6. Who now denies that God watches over human actions? Behold how often the Scriptures have shown in the case of one man that God not only observed, but also judged his acts! And why? Why indeed, except that we should understand that the Lord's verdict and coercion are always to be exercised in this world as they were then? So we read that even holy men were punished aforetime by God's judgment, to teach us that we too must always be judged in our present life by God. For as God always is, so is his justice eternal. As God's omnipotence is never-failing, so is his verdict unchangeable. As long as his law endures, so long also shall his justice remain. Therefore all his saints in their sacred books, amid the imminent fear of martyrdom and the swords of the persecutors, demand that the immediate judgment of God be established. For thus said the just man in a psalm: |Judge me, O God, and plead my cause against an ungodly nation.| And that this might not be construed as a reference to some future judgment of God, he added at once: |Deliver me from the deceitful and unjust man.|
Certainly it is the immediate judgment of God that he demands who begs to be freed from the hands of the persecutor.

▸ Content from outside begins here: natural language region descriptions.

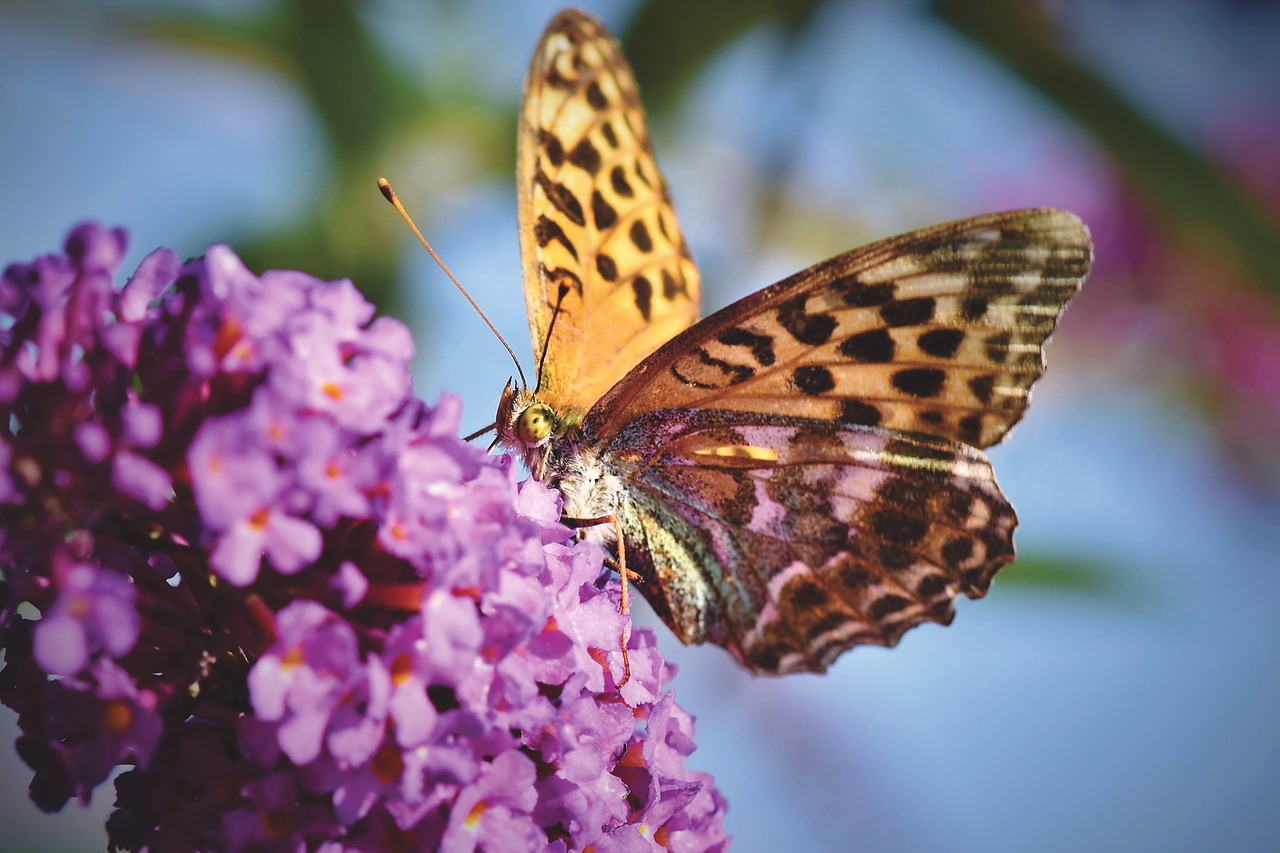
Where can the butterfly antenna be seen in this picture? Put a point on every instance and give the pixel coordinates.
(551, 327)
(385, 187)
(480, 432)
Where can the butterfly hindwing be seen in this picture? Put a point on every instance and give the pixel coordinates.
(940, 331)
(598, 232)
(789, 541)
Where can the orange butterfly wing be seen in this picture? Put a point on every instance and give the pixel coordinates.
(597, 229)
(940, 332)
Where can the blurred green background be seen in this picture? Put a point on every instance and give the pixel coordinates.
(1118, 688)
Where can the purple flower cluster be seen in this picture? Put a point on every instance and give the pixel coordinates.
(240, 557)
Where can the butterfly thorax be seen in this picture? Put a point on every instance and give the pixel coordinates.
(558, 452)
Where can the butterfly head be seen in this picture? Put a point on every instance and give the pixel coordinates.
(528, 425)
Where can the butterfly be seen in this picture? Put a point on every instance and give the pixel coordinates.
(800, 471)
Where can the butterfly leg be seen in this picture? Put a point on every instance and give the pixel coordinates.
(625, 605)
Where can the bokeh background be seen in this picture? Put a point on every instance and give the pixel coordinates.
(1120, 687)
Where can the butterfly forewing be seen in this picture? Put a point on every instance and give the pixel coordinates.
(940, 331)
(789, 541)
(598, 232)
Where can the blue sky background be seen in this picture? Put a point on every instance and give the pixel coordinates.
(1137, 715)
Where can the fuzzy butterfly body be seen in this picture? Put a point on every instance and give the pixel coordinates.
(800, 471)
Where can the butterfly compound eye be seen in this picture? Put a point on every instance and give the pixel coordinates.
(535, 423)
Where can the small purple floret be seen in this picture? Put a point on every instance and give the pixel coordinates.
(283, 591)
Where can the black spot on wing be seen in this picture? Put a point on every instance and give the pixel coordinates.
(602, 211)
(869, 347)
(941, 343)
(813, 379)
(552, 147)
(643, 290)
(606, 267)
(856, 295)
(909, 311)
(609, 135)
(620, 183)
(585, 156)
(640, 237)
(813, 329)
(547, 231)
(855, 411)
(562, 200)
(919, 382)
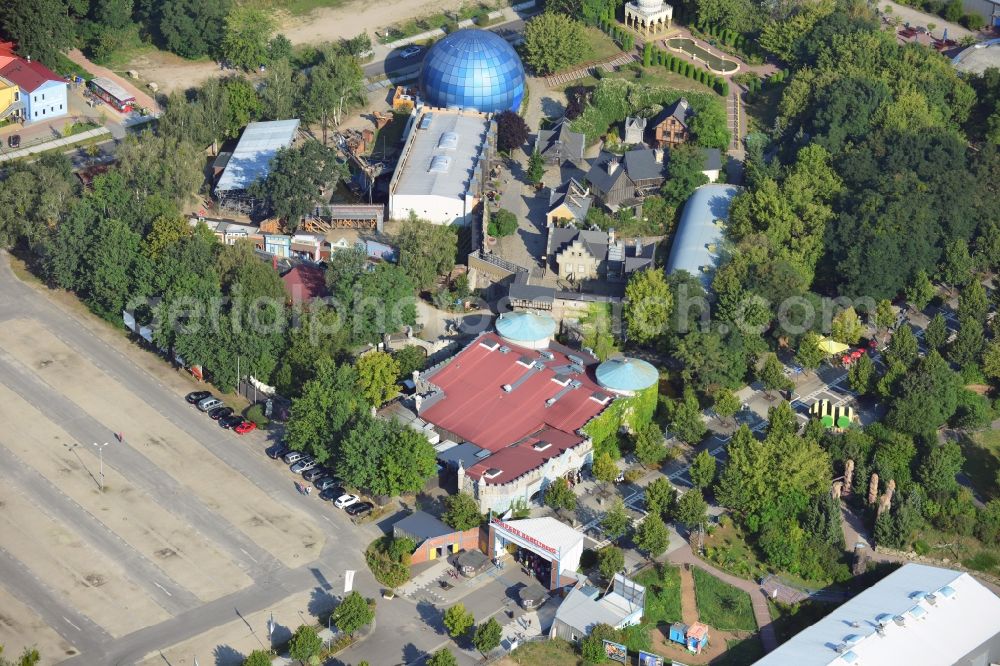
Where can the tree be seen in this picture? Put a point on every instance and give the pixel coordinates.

In his consciousness of a just cause the psalmist did well to pray for God's justice rather than for his favor, for the best verdict is always given to the righteous cause if the case is conducted with justice.
Elsewhere also the psalmist spoke most clearly, saying: |Judge, O Lord, them that injure me; fight against them that fight against me; seize arms and shield and stand up for mine help.| You see in this case that he does not demand the severity of a future trial, but the verdict of immediate justice.
For what are his words? |Take up the shield and seize the sword| -- the shield, of course, for protection and the sword for vengeance -- not that God's judgment needs such weapons, but because in this world the names of dreaded arms are the instruments of dread judgments. Speaking to human intelligence in figures drawn from human life, since he was praying for judgment and for vengeance on his adversaries, he expressed the power of God's punishment in terms of the instruments of earthly vengeance.
Lastly, the same prophet showed elsewhere the great difference between the present and the future judgments of God. For what did he say to the Lord about his verdict in the present trial? |Thou sittest on the throne and judgest.| And what about the future and everlasting judgment of God? |He shall judge the world in righteousness;| and again: |He shall minister judgment to the people in uprightness.| By these words surely he made a clear distinction in time between the present and the future judgments of God. For to indicate the present he wrote, |thou judgest,| and to distinguish the future from the present he added, |he shall judge.|
Sufficient proof of God's care for us and of his government and judgment has now been given by reason, by examples and by authority, especially since the books to follow are all to be concerned with the same proof. Now if we receive from God, whose work we are performing, strength to complete our task, we shall attempt to bring to light and to refute the customary arguments opposed by our adversaries to these essential doctrines.